En otra mesa, Cristina Torres y su novio, el barcelonés David Arsona, estaban «a gusto de volver, poco a poco, a la normalidad», según dijo ella, quien estaba aprovechando para ir a los bares que solía frecuentar antes del estado de emergencia. Arsona, de acuerdo con su pareja, añadió que «se echaba de menos esto», así como que pareciera que ya se hubiera acabado el confinamiento, dada la cantidad de personas allí congregadas.

Enfrente, en el bar Ulivans, la camarera María Roig estaba «contenta» de recibir a tanta gente, si bien dijo creer que esto será cosa de 15 días «y luego ya veremos». Muchos de los clientes eran extranjeros atraídos por el Morna International College. Por ejemplo, los londinenses Karen Karon, Joanna Mills y Charlie Chester.

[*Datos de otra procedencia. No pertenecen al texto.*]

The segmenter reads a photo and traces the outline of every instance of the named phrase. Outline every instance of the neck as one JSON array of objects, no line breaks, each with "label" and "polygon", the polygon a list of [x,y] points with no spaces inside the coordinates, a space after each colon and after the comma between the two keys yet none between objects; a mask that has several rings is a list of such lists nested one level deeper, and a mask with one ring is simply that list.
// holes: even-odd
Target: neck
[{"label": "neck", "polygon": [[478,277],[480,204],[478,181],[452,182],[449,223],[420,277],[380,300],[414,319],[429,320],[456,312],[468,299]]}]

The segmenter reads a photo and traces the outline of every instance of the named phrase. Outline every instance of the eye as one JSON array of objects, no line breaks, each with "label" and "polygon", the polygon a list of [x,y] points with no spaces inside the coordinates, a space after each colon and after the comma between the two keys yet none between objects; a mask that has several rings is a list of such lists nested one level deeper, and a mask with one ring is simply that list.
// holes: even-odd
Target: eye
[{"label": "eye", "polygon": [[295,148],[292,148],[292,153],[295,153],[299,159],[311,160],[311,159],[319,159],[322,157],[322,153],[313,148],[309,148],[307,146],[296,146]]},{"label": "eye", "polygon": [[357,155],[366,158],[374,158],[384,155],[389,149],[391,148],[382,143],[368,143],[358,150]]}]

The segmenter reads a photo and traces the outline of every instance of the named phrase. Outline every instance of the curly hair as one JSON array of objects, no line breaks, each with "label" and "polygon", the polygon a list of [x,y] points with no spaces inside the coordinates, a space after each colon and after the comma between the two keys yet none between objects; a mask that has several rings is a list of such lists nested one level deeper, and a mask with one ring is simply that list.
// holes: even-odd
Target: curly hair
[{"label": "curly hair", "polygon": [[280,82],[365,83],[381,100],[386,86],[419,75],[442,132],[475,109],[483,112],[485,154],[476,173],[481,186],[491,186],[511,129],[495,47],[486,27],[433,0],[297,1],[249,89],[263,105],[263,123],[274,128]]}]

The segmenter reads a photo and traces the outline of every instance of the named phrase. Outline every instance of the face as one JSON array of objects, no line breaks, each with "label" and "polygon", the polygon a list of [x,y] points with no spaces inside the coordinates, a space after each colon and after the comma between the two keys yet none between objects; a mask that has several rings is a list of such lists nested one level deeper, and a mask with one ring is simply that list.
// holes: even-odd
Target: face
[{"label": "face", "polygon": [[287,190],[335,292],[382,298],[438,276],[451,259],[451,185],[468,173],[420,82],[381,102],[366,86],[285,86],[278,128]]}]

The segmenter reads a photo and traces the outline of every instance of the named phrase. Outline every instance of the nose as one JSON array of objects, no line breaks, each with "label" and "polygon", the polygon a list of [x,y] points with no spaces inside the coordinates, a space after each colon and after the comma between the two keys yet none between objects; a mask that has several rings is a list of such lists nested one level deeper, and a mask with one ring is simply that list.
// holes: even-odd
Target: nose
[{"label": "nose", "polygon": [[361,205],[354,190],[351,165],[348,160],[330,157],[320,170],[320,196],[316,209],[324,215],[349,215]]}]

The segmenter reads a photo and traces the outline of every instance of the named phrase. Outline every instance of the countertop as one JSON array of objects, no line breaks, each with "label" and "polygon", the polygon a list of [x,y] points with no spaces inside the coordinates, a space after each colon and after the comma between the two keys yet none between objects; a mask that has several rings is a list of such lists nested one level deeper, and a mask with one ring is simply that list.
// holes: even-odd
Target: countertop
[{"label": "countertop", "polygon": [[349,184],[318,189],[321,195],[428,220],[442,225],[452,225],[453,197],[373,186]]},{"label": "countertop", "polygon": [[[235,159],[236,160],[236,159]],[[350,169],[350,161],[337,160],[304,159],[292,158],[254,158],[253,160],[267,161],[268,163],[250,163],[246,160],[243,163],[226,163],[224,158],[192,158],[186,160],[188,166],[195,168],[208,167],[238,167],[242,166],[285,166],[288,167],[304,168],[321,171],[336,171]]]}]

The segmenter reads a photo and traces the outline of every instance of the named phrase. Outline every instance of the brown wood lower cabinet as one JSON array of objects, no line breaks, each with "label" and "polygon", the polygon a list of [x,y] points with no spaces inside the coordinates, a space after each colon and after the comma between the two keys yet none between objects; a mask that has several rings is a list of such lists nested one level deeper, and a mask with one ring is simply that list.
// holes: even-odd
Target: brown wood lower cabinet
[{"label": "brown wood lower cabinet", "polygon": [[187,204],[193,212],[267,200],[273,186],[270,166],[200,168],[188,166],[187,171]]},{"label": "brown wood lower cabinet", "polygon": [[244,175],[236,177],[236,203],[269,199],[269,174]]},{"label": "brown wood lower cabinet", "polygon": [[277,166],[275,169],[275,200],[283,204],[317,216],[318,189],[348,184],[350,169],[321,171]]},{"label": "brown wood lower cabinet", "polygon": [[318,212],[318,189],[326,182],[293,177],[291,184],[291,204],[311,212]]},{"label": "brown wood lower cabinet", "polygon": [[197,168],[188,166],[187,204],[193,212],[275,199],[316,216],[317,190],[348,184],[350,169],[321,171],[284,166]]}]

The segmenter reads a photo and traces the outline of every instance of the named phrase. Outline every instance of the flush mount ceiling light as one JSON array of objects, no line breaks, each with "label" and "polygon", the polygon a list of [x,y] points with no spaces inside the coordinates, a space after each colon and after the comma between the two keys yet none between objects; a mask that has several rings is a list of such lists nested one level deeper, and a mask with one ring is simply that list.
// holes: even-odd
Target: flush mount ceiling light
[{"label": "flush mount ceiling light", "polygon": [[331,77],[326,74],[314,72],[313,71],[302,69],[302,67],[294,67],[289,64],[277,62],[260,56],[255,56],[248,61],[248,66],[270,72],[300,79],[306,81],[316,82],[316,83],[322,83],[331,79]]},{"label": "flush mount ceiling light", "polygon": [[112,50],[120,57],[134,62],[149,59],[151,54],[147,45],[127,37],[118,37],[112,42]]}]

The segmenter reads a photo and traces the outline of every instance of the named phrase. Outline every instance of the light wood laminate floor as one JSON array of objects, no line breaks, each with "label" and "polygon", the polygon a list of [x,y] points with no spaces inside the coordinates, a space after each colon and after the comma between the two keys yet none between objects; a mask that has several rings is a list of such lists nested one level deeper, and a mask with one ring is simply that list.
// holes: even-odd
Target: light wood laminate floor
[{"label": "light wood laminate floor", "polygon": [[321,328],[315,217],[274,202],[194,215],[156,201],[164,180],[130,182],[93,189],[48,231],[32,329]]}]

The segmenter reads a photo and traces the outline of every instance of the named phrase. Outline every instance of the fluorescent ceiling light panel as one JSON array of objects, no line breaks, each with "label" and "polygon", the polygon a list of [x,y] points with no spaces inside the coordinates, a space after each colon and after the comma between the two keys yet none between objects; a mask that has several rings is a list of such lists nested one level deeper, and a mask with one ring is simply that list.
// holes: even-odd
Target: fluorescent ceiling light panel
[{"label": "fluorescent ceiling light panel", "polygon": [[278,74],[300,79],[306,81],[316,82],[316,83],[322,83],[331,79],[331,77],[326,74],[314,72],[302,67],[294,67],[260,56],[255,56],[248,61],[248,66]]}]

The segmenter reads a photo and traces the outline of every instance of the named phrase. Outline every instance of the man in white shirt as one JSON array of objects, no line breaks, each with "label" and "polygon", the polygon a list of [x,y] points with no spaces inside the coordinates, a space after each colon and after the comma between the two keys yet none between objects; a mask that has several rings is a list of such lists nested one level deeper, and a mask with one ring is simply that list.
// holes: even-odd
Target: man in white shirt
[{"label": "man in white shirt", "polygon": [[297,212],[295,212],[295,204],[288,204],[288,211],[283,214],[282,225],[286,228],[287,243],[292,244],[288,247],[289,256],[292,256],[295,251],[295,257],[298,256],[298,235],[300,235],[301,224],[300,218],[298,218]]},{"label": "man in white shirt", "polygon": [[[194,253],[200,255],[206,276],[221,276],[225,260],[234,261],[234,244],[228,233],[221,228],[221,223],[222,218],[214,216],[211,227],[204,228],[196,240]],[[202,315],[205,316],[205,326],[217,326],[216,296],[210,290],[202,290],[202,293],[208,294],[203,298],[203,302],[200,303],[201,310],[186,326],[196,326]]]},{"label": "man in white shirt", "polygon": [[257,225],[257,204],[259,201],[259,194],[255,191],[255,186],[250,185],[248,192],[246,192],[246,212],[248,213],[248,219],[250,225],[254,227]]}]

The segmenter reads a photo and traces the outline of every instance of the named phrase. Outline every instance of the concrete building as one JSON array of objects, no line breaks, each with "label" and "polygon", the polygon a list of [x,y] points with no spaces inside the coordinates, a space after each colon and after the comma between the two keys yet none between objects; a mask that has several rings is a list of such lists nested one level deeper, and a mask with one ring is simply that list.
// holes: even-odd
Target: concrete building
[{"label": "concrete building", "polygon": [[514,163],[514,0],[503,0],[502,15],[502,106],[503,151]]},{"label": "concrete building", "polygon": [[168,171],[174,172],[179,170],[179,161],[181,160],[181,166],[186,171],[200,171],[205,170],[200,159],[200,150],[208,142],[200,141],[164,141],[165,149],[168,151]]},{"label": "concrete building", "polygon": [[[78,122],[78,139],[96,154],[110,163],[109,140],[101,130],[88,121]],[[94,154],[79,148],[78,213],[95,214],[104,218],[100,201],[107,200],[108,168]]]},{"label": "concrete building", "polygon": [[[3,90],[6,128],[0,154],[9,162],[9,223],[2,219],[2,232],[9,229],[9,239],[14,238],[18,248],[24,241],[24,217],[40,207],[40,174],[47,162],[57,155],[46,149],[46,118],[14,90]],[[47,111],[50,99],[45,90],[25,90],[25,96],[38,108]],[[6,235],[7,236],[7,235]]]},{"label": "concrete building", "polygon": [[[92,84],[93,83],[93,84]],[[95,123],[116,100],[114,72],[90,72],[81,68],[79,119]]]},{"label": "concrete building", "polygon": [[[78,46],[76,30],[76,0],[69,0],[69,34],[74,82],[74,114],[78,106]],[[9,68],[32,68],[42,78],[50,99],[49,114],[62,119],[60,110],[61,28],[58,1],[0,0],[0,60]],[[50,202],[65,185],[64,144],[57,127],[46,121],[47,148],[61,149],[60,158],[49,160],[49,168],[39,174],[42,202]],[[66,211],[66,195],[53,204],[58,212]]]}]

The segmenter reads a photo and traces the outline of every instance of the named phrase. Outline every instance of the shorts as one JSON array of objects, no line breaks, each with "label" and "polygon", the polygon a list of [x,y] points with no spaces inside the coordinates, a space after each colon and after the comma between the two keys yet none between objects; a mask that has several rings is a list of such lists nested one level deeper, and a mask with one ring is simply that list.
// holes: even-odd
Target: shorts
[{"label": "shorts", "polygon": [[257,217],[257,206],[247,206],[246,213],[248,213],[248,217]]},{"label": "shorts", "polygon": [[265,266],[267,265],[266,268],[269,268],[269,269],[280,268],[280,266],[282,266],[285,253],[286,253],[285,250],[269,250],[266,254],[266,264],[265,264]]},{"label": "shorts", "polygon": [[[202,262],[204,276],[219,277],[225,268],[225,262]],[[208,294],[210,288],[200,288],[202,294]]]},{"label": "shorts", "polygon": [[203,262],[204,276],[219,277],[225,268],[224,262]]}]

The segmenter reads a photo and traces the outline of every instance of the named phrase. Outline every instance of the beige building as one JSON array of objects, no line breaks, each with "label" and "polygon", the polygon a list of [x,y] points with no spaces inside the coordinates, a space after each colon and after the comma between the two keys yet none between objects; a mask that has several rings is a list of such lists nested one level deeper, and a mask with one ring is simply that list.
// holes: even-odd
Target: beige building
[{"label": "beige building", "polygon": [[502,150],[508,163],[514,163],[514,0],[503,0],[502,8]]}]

A su lado, el bar Costa con varias mesas completas. Mucha gente ardía en deseos de volver a probar «los mejores bocadillos de la isla», en palabras del italiano Paolo Sandionige, quien dijo que, al vivir en San Mateo, no había «notado tanto» el confinamiento.

Hay que resaltar, finalmente, que en casi todos los lugares los trabajadores llevaban mascarilla y muchos de ellos, guantes. No sucedía lo mismo con los clientes, si bien la distancia entre las mesas parecía adecuada.